For Gaddy, Small, and Harris, the system offered no answers. They brought forward meticulously detailed allegations of being misled, of their profound financial and spiritual investment being abused. The courts, in return, focused not on the substance of their claims, but on constitutional boundaries and pleading standards. No executive was held accountable. No policies were forced to change. The fine, in this case, was non-existent.
The outcome leaves us with a deeply unsettling question. In a society that demands transparency from corporations and accountability from financial institutions, should faith-based organizations that operate in the same commercial spaces get a pass? When the lines between God’s work and commercial development blur, who is empowered to ask the hard questions?
Where Do We Go From Here?
Meaningful change isn’t about putting religion on trial. It’s about recognizing that massive institutions, regardless of their tax status, have a profound impact on people’s lives and finances. Real solutions might look like requiring greater financial transparency for the commercial arms of religious organizations, so members can give with fully informed consent. It might mean courts creating a clearer standard for when a dispute is truly “ecclesiastical” versus when it is a secular claim of fraud that just happens to involve a church.

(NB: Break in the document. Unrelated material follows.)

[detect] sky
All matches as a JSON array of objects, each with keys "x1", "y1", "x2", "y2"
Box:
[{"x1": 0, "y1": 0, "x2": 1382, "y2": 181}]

The story of Laura Gaddy, Lyle Small, and Leanne Harris ended in a legal defeat. But their journey forces us all to confront the line between veneration and accountability. Theirs is a story of what happens when deeply personal faith collides with impersonal institutional power, and how, sometimes, the law decides it can only look the other way.
All factual claims in this article are sourced from the public court document Gaddy v. Corp. of the President of the Church of Jesus, No. 23-4110, filed in the U.S. Court of Appeals for the Tenth Circuit.